Can someone explain a proof that a certain sequence converges by using the Archimedean property, such as the following.
Prove that ${a_n} = \frac{1}{n+1}$ is a sequence that converges to $a=0$ for $n \to \infty$.
Definition: If $a_n$ converges to $a$, then for any $\varepsilon > 0$ there is an index $N$ such that $|a_n - a| < \varepsilon$ for all $n \geq N$.
Proof by the Archimedean property:
Let $\varepsilon >0$ be fixed. By the Archimedean property, there exists an $N$ such that $\frac{1}{N} < \varepsilon$. Since for all $n \geq N$, $a_n = \frac{1}{n+1} < \frac{1}{n} \leq \frac{1}{N}$, we have $|a_n - 0| < \varepsilon$ for all $n \geq N$. Ergo, $\big\{\frac{1}{n+1}\big\}_{n \in \mathbb{N}}$ converges to $0$.
A few questions:
Why is it necessary to state that $n \geq N$?
Since $n$ and $N$ are both suppose to be natural numbers, why is it that Archimedean can’t directly imply $\frac{1}{n} \geq \varepsilon$?
My main confusion is with indexes, if someone could explain to me why we compare an index $n$ to some natural number $N$, that would be nice.
Also, apologies for the poor formatting, I’m still new to stack exchange.
Thank you
I have clarified the proof you gave. Hope that helps you understand the proof.

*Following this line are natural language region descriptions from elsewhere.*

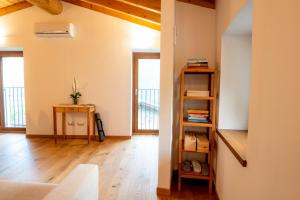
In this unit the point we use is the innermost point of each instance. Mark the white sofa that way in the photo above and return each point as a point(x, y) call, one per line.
point(81, 183)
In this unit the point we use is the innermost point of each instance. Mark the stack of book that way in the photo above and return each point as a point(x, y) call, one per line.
point(198, 116)
point(197, 63)
point(197, 93)
point(190, 141)
point(202, 143)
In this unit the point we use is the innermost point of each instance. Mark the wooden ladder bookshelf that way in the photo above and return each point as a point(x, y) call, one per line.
point(210, 126)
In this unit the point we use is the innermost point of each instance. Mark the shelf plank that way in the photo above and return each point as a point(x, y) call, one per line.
point(185, 151)
point(199, 70)
point(194, 175)
point(196, 124)
point(198, 98)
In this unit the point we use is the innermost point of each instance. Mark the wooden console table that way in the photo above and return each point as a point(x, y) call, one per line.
point(89, 109)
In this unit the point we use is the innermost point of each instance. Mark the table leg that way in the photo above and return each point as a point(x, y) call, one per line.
point(54, 126)
point(88, 126)
point(94, 123)
point(63, 124)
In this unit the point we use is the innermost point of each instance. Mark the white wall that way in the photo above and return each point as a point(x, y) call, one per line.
point(235, 82)
point(273, 141)
point(195, 37)
point(166, 94)
point(99, 57)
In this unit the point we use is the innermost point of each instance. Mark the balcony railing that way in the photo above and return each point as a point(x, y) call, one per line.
point(148, 106)
point(14, 107)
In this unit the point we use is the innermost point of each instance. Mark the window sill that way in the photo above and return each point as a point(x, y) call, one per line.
point(236, 141)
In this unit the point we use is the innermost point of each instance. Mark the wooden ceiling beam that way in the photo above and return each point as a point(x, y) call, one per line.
point(147, 4)
point(115, 13)
point(202, 3)
point(15, 7)
point(53, 7)
point(128, 9)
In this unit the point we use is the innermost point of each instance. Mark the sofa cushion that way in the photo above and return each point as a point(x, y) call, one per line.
point(11, 190)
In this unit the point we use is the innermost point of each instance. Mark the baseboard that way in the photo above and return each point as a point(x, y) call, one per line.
point(76, 136)
point(163, 191)
point(119, 136)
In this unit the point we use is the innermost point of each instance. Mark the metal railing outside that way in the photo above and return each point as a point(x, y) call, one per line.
point(148, 109)
point(14, 107)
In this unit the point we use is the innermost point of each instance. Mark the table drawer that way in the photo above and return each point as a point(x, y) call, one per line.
point(59, 109)
point(70, 109)
point(83, 109)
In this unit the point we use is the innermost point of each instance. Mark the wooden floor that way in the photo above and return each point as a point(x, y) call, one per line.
point(128, 168)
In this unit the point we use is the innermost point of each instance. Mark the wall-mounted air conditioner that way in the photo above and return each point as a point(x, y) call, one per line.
point(54, 29)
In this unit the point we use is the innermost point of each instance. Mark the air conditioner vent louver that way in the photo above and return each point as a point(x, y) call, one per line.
point(54, 30)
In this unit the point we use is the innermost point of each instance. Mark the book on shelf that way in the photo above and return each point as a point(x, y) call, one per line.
point(198, 62)
point(202, 143)
point(197, 120)
point(192, 111)
point(198, 93)
point(190, 141)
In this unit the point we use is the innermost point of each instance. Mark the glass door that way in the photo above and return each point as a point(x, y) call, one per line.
point(146, 92)
point(13, 96)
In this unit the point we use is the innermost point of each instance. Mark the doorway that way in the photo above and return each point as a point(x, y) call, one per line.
point(146, 93)
point(12, 96)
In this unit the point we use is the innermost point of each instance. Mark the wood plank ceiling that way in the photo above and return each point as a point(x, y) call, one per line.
point(143, 12)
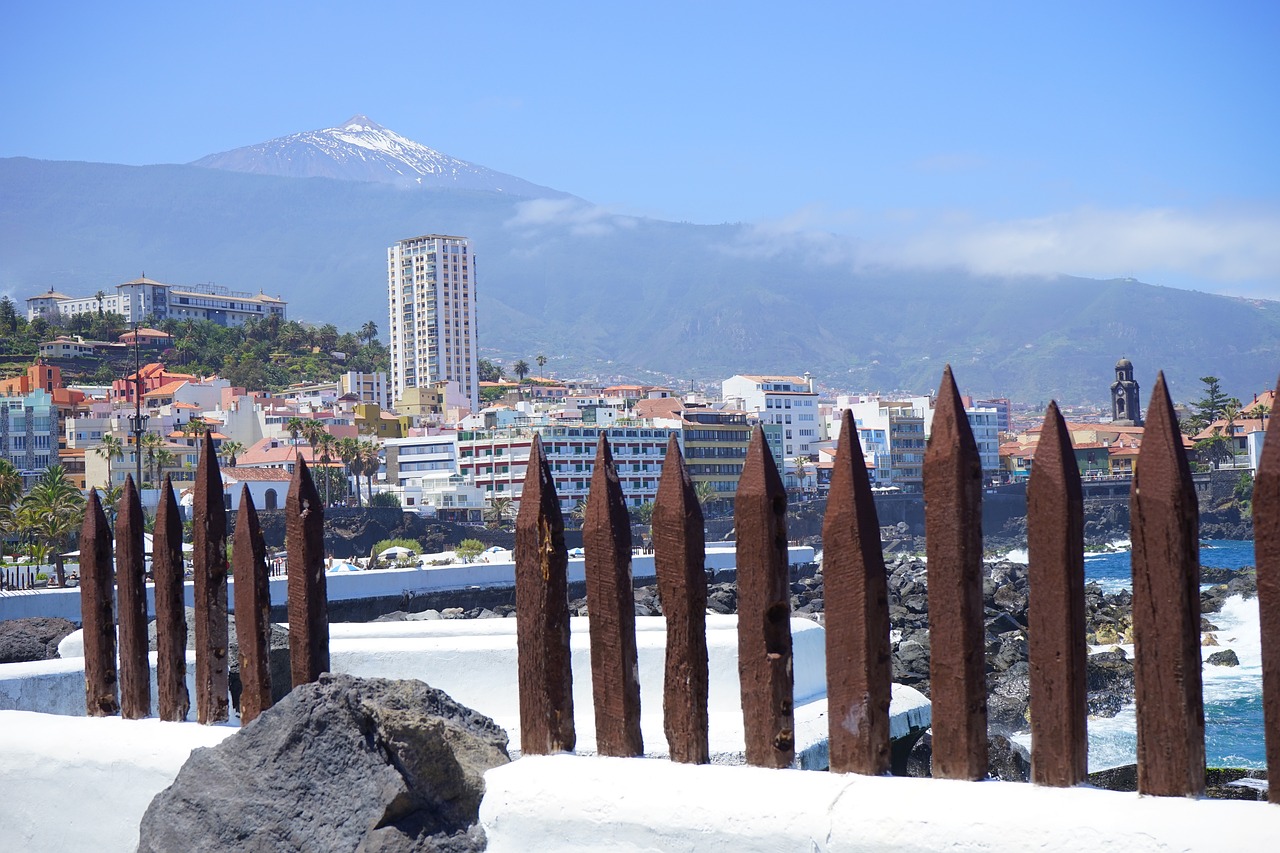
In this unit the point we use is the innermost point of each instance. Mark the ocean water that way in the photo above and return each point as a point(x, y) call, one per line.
point(1233, 696)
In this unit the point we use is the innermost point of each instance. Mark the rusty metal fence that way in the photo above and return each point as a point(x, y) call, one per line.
point(128, 689)
point(1165, 609)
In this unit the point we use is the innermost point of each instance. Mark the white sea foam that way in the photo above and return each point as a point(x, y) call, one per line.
point(1114, 740)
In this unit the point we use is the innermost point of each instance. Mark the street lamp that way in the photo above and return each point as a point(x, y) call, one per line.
point(137, 420)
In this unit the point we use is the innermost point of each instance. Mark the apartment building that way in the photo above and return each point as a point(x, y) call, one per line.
point(789, 402)
point(430, 283)
point(142, 297)
point(497, 460)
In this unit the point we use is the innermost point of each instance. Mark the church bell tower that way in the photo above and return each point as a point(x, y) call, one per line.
point(1125, 406)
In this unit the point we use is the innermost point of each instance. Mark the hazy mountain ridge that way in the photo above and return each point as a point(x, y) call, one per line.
point(362, 150)
point(586, 288)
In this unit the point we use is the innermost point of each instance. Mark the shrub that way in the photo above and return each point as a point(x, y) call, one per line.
point(469, 550)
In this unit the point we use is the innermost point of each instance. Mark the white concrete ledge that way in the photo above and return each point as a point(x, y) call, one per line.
point(376, 583)
point(82, 784)
point(567, 803)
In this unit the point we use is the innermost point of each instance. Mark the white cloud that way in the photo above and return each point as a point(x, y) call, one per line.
point(1233, 251)
point(577, 217)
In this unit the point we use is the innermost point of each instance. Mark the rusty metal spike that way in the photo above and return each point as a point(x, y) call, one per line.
point(97, 612)
point(309, 594)
point(1165, 532)
point(542, 615)
point(764, 610)
point(855, 593)
point(252, 611)
point(680, 559)
point(1266, 547)
point(1055, 543)
point(952, 536)
point(167, 568)
point(132, 600)
point(209, 541)
point(611, 598)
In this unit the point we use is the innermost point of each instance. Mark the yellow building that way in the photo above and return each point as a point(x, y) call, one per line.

It seems that you don't fully understand the definition of convergence (or limit of a sequence). The definition of $a_n \to a$ is that, for any $\varepsilon > 0$, we can find a number $N$ such that $|a_n - a| < \epsilon$ for all $n \geq N$. In other words, the sequence converges if the "tail" of $a_n$ gets arbitrarily closer to $a$ as $n \to \infty$.
In order to prove this, we first fix an $\varepsilon > 0$, and then try to find an $N$ so that $|a_n - a| < \epsilon$ for all $n \geq N$. If we can find this number $N$, then the claim in the definition is proven because the $\varepsilon$ we fix is arbitrary. Now the Archimedean property helps us find this $N$.